Helfer einer Unfallflucht bekommt kürzere Haftstrafe

Von Helga Lennartz

Weil er einem Freund bei der Vertuschung eines tödlichen Unfalls in Würselen geholfen hat, muss ein Mann wegen Beihilfe zum versuchten Mord für fünfeinhalb Jahre in Haft.

Das hat das Landgericht in Aachen am Freitag entschieden. Über das Strafmaß nach dem Unfall vor zwei Jahren musste wegen Rechtsfehlern neu verhandelt werden. Im ursprünglichen Prozess war der heute 44 Jahre alte Sascha F. zu sieben Jahren Haft verurteilt worden. Weil er die Strafe als zu hoch empfand, zog er vor den Bundesgerichtshof und bekam dort Recht.

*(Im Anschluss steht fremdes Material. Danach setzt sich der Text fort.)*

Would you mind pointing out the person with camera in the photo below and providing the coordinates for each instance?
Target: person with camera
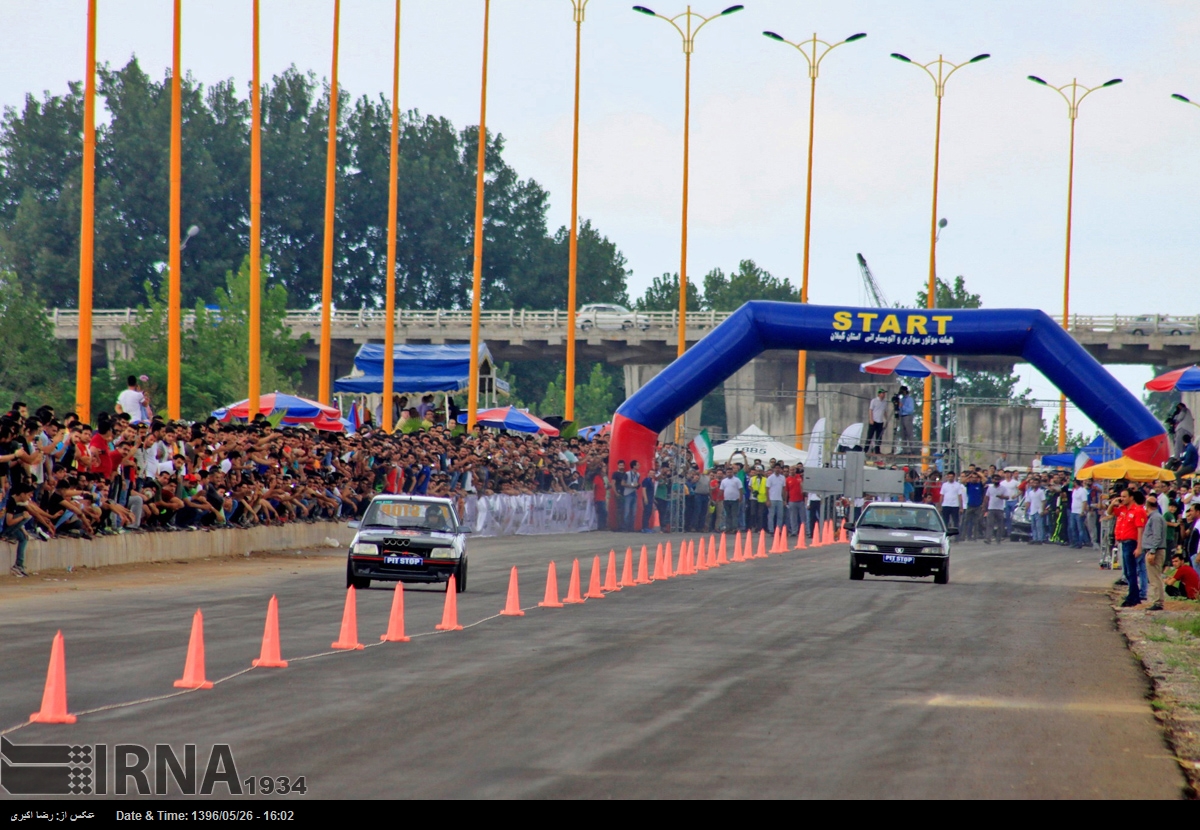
(904, 407)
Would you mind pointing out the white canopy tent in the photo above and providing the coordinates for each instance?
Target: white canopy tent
(757, 446)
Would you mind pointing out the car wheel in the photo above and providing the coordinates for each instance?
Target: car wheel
(357, 583)
(943, 576)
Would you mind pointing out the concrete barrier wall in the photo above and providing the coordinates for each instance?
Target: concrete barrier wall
(129, 548)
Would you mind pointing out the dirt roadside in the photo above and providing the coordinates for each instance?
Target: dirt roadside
(144, 575)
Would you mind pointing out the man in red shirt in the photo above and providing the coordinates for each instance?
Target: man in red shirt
(1131, 519)
(1185, 582)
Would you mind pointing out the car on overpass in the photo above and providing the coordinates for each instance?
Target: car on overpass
(408, 539)
(900, 539)
(610, 317)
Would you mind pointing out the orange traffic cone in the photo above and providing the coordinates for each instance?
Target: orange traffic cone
(627, 572)
(573, 588)
(396, 620)
(610, 579)
(551, 600)
(269, 655)
(594, 591)
(193, 667)
(54, 697)
(450, 609)
(513, 607)
(643, 577)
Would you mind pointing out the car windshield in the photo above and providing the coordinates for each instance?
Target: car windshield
(411, 516)
(901, 518)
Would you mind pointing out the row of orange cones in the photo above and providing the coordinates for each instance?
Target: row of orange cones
(690, 561)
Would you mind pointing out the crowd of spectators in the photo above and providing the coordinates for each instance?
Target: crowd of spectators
(126, 474)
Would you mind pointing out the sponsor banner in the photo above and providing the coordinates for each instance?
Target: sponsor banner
(534, 515)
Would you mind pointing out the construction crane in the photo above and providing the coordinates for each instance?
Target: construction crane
(873, 288)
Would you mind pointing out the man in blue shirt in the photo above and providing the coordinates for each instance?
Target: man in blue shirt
(905, 413)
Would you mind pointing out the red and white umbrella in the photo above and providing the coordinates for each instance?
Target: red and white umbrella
(906, 366)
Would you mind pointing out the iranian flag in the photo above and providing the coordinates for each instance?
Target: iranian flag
(702, 450)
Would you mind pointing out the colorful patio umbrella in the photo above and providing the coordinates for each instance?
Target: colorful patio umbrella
(1185, 380)
(299, 410)
(510, 417)
(1126, 468)
(906, 366)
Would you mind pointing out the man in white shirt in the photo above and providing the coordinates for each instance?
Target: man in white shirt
(1077, 531)
(777, 498)
(954, 499)
(876, 415)
(1036, 509)
(994, 498)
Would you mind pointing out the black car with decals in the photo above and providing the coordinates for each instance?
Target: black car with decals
(408, 539)
(901, 539)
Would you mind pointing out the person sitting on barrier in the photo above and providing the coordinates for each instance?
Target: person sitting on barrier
(1183, 582)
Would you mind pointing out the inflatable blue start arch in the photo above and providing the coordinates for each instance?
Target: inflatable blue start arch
(1025, 334)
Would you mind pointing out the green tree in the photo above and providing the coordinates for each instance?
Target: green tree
(213, 350)
(749, 282)
(663, 294)
(33, 364)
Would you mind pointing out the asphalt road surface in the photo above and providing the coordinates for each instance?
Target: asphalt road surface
(767, 679)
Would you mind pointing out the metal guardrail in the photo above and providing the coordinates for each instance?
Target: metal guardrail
(366, 318)
(1137, 325)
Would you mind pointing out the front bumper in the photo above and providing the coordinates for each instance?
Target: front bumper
(883, 564)
(430, 571)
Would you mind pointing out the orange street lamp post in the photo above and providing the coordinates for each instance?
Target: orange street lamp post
(327, 275)
(256, 226)
(389, 337)
(814, 53)
(580, 7)
(87, 226)
(478, 276)
(945, 70)
(688, 32)
(1071, 94)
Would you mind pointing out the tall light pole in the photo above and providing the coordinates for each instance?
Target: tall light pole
(580, 7)
(688, 32)
(814, 53)
(253, 378)
(175, 246)
(945, 70)
(87, 224)
(478, 277)
(327, 274)
(1071, 94)
(389, 336)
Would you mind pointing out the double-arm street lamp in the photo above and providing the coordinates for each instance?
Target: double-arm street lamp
(688, 24)
(814, 52)
(1073, 94)
(940, 71)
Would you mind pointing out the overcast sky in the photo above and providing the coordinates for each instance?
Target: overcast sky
(1003, 169)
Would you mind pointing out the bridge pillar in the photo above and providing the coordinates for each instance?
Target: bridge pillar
(637, 376)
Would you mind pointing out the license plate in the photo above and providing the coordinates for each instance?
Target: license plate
(393, 559)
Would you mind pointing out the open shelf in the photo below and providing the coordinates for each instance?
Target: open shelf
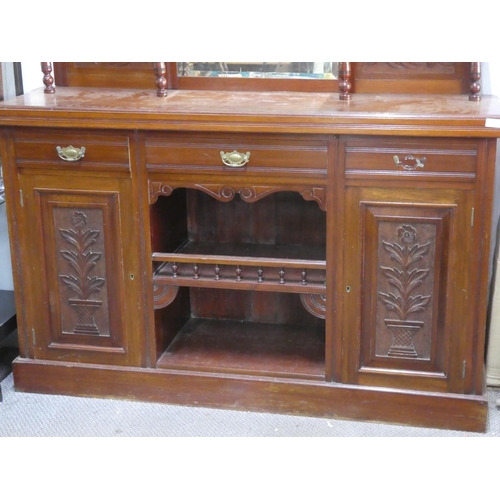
(229, 346)
(239, 287)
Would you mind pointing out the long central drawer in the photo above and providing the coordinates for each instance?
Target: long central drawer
(247, 154)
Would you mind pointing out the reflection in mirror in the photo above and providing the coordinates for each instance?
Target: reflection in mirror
(309, 70)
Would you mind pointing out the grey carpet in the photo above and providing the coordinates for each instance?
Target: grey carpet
(31, 415)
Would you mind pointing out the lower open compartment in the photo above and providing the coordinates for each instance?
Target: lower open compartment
(241, 332)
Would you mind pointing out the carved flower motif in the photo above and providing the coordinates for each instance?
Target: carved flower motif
(406, 234)
(79, 219)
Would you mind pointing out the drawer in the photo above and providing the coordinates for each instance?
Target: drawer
(102, 150)
(410, 156)
(273, 154)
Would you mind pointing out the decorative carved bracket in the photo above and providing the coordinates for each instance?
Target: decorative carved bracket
(252, 194)
(315, 304)
(164, 295)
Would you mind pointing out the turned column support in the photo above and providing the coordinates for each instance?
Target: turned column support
(161, 79)
(345, 81)
(475, 86)
(48, 79)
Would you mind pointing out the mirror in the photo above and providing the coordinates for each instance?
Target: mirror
(277, 70)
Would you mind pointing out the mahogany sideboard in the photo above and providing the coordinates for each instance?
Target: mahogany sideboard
(268, 251)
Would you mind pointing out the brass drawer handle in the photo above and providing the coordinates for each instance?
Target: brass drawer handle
(419, 162)
(70, 153)
(235, 159)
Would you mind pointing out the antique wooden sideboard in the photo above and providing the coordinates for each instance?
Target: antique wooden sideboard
(269, 250)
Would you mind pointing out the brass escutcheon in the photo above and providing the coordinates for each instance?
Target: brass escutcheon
(70, 153)
(235, 159)
(419, 162)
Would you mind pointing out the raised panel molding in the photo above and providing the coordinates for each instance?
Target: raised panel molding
(250, 194)
(404, 261)
(82, 264)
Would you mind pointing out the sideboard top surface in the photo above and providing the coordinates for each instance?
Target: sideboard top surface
(293, 112)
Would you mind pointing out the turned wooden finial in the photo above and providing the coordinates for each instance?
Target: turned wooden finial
(48, 80)
(161, 80)
(345, 81)
(475, 86)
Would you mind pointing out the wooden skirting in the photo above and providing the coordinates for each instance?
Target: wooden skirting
(233, 392)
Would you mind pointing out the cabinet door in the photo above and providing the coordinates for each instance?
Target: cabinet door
(407, 266)
(80, 259)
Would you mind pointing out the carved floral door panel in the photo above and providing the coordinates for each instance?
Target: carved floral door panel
(401, 327)
(80, 270)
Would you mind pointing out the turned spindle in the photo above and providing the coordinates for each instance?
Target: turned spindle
(260, 275)
(282, 276)
(303, 275)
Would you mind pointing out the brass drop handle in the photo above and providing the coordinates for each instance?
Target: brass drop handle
(419, 162)
(235, 159)
(70, 153)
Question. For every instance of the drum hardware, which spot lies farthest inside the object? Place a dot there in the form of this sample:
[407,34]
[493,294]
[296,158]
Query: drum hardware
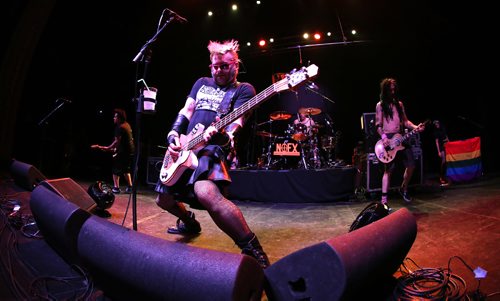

Der Unfallverursacher Harald S. ist bereits rechtkräftig wegen versuchten Mordes durch Unterlassen zu acht Jahren Gefängnis verurteilt.

Nächtlicher Unfall mit Radfahrer - Täter waren alkoholisiert

Der Unfall geschah am 21. September 2019: Auf einer kleinen, holprigen Landstraße zwischen Eschweiler und Würselen sind nachts zwei Freunde mit ihren Autos viel zu schnell unterwegs. Harald S. und Sascha F. kommen aus einer Gaststätte, beide sind alkoholisiert und haben keine gültige Fahrerlaubnis.

An einer Kreuzung übersieht Harald S. einen von rechts kommenden Radfahrer, der Vorfahrt hatte. Es kommt zum Zusammenstoß. Der Radfahrer wird bei dem Unfall in ein Feld geschleudert und so schwer verletzt, dass der 19-Jährige kurz darauf stirbt.

Mühevolle Vertuschung statt Hilfe für das Unfallopfer

Ohne Hilfe zu holen oder sich weiter um das Opfer zu kümmern, beginnen die beiden Männer mit ihren Vertuschungen. Dabei nahmen sie den Tod des Radfahrers billigend in Kauf, sagten die Richter im früheren Prozess. Der Radfahrer starb noch am Unfallort.

Sascha F. schleppt das Auto von Harald S. ab, das sich nach dem Unfall nicht mehr starten lässt. Der kaputte Wagen wird in einer Garage versteckt. Am nächsten Tag fahren die beiden Männer ins Ruhrgebiet, kaufen einen baugleichen Wagen und tauschen die Nummernschilder aus. Das so präparierte Auto wird demonstrativ im Hof abgestellt. Doch die Ermittler kommen den beiden auf die Schliche.

Keine Freunde mehr

Wegen der Tat ist Harald S. bereits rechtskräftig verurteilt worden, unter anderem wegen versuchten Mordes und Unfallflucht zu acht Jahren Haft. Am Freitag trat er im Prozess gegen Sascha F. als Zeuge auf. Die ehemaligen Freunde würdigten sich keines Blickes, denn Harald S. hatte den Komplizen nach seiner Festnahme verpfiffen. Die Aussage von Harald S. führte das Gericht aber nicht weiter, der heute 36-Jährige berief sich auf Erinnerungslücken. So konnte letztlich nicht geklärt werden, ob Sascha F. dem Unfallverursacher nur aus reiner Freundschaft geholfen hatte, oder ob er aus eigenem Interesse alles vertuschen wollte. Schließlich hatte er am Tatabend nicht nur getrunken und war wieder einmal ohne Führerschein unterwegs, er stand auch unter laufender Bewährung. 

Letztlich fiel das Urteil gegen ihn milder aus als in seinem früheren Prozess. Damals hatte er zu allem geschwiegen, am Freitag legte er ein Teilgeständnis ab und entschuldigte sich bei der Familie des getöteten Radfahrers.